Organizations such as the American Nurses Association and state APRN coalitions praised or cautiously welcomed the direction—celebrating attention to removing “burdensome” supervision requirements and to aligning Medicare reimbursement with time spent with clinicians—while warning implementation would be done through rulemaking and that state law and opposition from other medical stakeholders could limit outcomes (ANA/AACN praise in letters and state APRN advocacy analyses) [1] [6] [2].

5. Implementation matters: rulemaking, agency guidance, and opposition were expected

Analysts noted that the EO’s substantive effects depended on HHS and CMS issuing regulations or guidance, and that federal changes could be constrained by legal, administrative, and political pushback; the Florida APRN advocacy site and Capitol Beat explained that recommendations from HHS would need regulatory action and that state licensure and medical-industry resistance remained obstacles [6] [2].

6. Related federal moves changed higher-education definitions affecting nursing students

Separate Department of Education policy changes under the administration removed nursing from a list of “professional degrees” for certain loan/eligibility rules—an education-policy move affecting funding for nursing education rather than licensure or clinical scope directly—prompting public criticism from nursing groups about downstream workforce impacts (Newsweek, Nurse.org, and related trackers reporting the Department of Education reclassification and ANA responses) [7] [8] [9].
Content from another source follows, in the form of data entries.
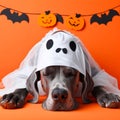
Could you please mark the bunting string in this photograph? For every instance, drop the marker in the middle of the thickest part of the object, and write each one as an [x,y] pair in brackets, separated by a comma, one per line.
[48,19]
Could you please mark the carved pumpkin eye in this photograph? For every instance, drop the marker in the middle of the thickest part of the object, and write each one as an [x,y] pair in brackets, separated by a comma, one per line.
[47,19]
[72,46]
[75,22]
[49,44]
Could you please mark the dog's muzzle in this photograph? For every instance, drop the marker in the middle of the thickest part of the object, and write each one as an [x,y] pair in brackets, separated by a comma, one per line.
[59,95]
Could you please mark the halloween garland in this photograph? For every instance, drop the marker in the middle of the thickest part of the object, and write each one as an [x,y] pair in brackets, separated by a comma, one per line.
[48,19]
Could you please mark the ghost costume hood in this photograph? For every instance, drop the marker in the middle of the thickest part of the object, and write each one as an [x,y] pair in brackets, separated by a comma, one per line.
[59,48]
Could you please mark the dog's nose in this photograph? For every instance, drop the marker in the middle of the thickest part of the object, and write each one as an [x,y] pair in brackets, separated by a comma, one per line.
[59,94]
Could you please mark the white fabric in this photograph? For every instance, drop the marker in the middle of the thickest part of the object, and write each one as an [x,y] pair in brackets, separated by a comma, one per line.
[40,57]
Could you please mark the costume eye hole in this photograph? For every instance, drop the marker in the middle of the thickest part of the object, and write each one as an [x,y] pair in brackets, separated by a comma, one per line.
[49,71]
[49,44]
[72,46]
[69,72]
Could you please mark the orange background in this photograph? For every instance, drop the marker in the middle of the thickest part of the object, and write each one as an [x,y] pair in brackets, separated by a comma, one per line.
[103,42]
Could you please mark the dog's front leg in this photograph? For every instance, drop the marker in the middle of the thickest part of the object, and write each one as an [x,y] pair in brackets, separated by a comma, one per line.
[13,100]
[104,99]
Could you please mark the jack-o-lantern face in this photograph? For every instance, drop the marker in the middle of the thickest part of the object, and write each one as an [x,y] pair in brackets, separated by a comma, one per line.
[75,22]
[47,19]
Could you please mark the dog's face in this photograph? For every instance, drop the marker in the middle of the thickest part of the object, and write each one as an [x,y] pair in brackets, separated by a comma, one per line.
[60,83]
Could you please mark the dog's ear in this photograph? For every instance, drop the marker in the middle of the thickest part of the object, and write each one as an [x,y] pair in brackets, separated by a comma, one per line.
[87,87]
[32,86]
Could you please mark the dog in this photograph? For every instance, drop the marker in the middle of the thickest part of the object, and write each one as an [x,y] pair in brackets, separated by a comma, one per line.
[63,74]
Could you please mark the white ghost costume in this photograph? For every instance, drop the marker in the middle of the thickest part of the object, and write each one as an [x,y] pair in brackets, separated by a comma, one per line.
[58,47]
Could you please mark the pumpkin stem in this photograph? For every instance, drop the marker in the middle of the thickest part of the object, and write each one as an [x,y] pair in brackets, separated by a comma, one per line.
[77,15]
[47,12]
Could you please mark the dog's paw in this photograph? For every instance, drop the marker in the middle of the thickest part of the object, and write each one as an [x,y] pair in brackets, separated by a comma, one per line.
[109,100]
[11,101]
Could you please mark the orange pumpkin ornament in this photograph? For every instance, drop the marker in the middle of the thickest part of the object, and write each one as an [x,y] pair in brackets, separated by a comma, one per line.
[75,22]
[47,19]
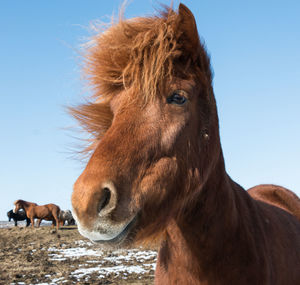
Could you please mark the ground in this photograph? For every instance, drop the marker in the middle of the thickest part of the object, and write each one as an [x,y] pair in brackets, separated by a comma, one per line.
[46,256]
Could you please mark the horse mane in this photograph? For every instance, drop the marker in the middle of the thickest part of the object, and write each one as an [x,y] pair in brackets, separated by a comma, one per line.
[141,53]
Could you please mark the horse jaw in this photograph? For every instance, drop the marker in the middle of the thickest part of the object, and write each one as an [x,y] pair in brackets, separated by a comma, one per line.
[106,232]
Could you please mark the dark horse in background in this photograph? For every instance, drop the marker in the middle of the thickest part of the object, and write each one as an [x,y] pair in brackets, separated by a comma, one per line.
[157,171]
[66,216]
[19,216]
[48,212]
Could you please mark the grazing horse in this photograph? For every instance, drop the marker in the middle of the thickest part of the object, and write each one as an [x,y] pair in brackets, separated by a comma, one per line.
[66,216]
[19,216]
[48,212]
[156,170]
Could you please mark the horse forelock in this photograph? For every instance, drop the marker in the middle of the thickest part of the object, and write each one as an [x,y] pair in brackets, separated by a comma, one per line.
[143,54]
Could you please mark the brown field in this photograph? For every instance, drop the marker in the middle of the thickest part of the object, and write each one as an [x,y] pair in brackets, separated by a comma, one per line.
[43,255]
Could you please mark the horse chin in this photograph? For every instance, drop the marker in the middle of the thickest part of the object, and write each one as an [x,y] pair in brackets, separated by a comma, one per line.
[121,238]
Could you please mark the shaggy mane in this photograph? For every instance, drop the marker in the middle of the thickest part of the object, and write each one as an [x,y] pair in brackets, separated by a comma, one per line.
[140,53]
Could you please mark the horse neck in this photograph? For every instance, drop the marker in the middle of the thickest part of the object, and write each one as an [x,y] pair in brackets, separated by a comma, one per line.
[209,232]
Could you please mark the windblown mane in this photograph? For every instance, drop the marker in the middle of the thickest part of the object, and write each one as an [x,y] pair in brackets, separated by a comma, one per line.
[140,53]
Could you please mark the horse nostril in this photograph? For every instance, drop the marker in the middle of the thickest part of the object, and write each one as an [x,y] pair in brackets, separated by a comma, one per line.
[104,201]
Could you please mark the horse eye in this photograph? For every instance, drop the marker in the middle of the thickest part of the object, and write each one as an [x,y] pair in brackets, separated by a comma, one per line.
[176,98]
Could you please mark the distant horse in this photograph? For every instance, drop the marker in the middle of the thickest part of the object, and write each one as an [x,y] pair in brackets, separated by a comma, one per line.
[48,212]
[66,216]
[19,216]
[157,171]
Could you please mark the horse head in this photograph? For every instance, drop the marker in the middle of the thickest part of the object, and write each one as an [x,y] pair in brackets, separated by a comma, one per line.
[155,128]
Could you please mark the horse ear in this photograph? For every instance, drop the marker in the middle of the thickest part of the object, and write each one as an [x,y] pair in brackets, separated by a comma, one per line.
[189,29]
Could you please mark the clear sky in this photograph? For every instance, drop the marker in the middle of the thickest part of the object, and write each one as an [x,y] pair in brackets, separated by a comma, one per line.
[255,52]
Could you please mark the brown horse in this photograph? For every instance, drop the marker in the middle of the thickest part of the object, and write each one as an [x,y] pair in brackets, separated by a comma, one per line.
[277,196]
[157,169]
[48,212]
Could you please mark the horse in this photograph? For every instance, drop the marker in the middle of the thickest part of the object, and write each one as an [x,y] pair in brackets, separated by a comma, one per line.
[48,212]
[19,216]
[66,216]
[278,196]
[156,170]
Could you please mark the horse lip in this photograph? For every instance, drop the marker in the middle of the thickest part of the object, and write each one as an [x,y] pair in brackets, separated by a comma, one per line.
[122,235]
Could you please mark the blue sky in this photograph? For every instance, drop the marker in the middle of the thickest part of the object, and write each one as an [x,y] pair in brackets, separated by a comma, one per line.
[254,48]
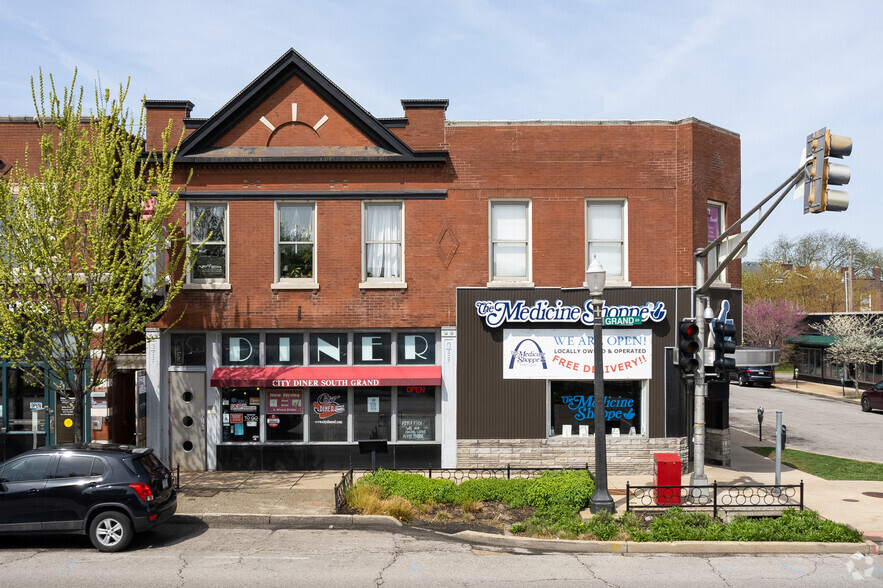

7. What the record does and does not show — concise takeaways

The record in these sources shows executive orders that directed federal agencies to review and recommend reducing federal supervision and Medicare conditions that affect APRNs, and an administration-wide deregulatory agenda that could touch licensure-related federal rules [1] [3]. The sources do not show an executive order that abolished state licensure regimes or that unilaterally expanded APRN scope of practice across states; available sources stress subsequent rulemaking and state-level control [2] [5].

8. How to follow up and what to watch next

To assess concrete changes, watch HHS and CMS rulemaking dockets and Federal Register notices implementing Section 5 recommendations; legal analyses and state nursing board actions will indicate whether federal moves translate into practical scope-of-practice changes. Executive-order trackers and law-firm summaries maintained contemporaneously documented the administration’s many healthcare EOs and can help track which EOs produced formal regulations (Holland & Knight and McDermott trackers; Federal Register EO listings) [10] [11] [12].